« À 8 ans, comme un grand »

 

La première fois que j’ai séjourné dans un hôpital je devais avoir 8 ans. C’était à Montréal, à Ste-Justine. Je me faisais opérer pour les oreilles et je devais dormir dans une chambre avec 3 autres enfants.  Je me souviens trop bien quand mes parents s’apprêtaient à quitter la chambre. Ils n’étaient pas encore partis que j’avais le coeur gros. Une nuit avec 3 étrangers et une opération le lendemain matin, disons que je n’étais pas très joyeux.
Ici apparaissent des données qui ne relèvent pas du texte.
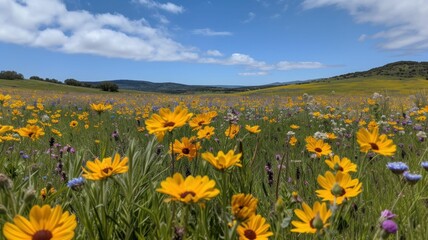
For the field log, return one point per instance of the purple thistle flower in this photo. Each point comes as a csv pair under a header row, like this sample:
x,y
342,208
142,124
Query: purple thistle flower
x,y
76,183
386,214
389,226
397,167
424,165
412,178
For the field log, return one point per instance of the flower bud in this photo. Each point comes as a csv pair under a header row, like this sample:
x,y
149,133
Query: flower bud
x,y
3,209
317,222
337,190
5,182
29,195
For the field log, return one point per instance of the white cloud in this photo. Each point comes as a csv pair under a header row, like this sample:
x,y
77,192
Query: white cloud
x,y
48,24
250,17
249,62
169,7
285,65
161,18
405,22
214,53
250,74
238,59
209,32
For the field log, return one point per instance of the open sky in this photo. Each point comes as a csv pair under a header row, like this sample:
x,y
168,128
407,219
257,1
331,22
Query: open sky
x,y
215,42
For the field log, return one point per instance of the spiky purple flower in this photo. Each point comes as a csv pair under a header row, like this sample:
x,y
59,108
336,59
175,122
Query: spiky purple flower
x,y
397,167
412,178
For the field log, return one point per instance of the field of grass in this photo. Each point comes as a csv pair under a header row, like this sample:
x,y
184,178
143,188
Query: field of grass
x,y
58,148
360,86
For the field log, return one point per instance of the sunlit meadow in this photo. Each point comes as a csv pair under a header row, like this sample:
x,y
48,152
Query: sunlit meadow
x,y
154,166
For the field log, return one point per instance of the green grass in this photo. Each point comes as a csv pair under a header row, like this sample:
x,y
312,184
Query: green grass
x,y
34,85
360,86
127,206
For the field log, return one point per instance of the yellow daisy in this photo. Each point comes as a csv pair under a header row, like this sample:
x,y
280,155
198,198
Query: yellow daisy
x,y
31,131
200,120
166,120
253,129
98,170
45,223
74,123
312,220
189,190
223,161
319,147
100,107
339,187
206,132
232,130
344,165
243,206
186,148
372,141
255,228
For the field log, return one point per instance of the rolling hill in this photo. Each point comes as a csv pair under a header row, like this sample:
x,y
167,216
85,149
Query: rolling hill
x,y
402,77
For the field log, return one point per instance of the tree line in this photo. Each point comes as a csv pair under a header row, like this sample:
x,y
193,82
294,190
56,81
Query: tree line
x,y
104,86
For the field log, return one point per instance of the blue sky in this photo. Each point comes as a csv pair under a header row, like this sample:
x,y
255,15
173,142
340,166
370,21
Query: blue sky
x,y
216,42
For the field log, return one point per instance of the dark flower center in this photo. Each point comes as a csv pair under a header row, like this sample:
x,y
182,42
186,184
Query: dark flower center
x,y
183,195
107,169
339,193
169,124
311,223
185,151
42,235
374,146
250,234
Pourtant il s’agissait d’une simple opération pour corriger un problème aux oreilles. N’empêche, pour moi, cette expérience qui me coupait pour un moment de mes parents, c’était l’inconnu, l’insécurité.

Mon père, (inquiet de nature) me regardait avec une certaine tristesse qu’il n’arrivait pas à cacher, et ma mère, elle, se devait de trouver les mots pour me faire sentir fort et courageux. Les mots qu’elle a utilisés, allaient me servir d’alliés dans ma solitude. « Tu vas voir ça va bien aller » «Les infirmières sont là » «Tu vas faire ça comme un grand ».

Dans la noirceur de la nuit de cette chambre d’hôpital, ou les lits avec des barrières métalliques et les bips-bips des corridors teintaient l’ambiance d’un froid inquiétant, ce sont les mots de ma maman qui réchauffaient mon être.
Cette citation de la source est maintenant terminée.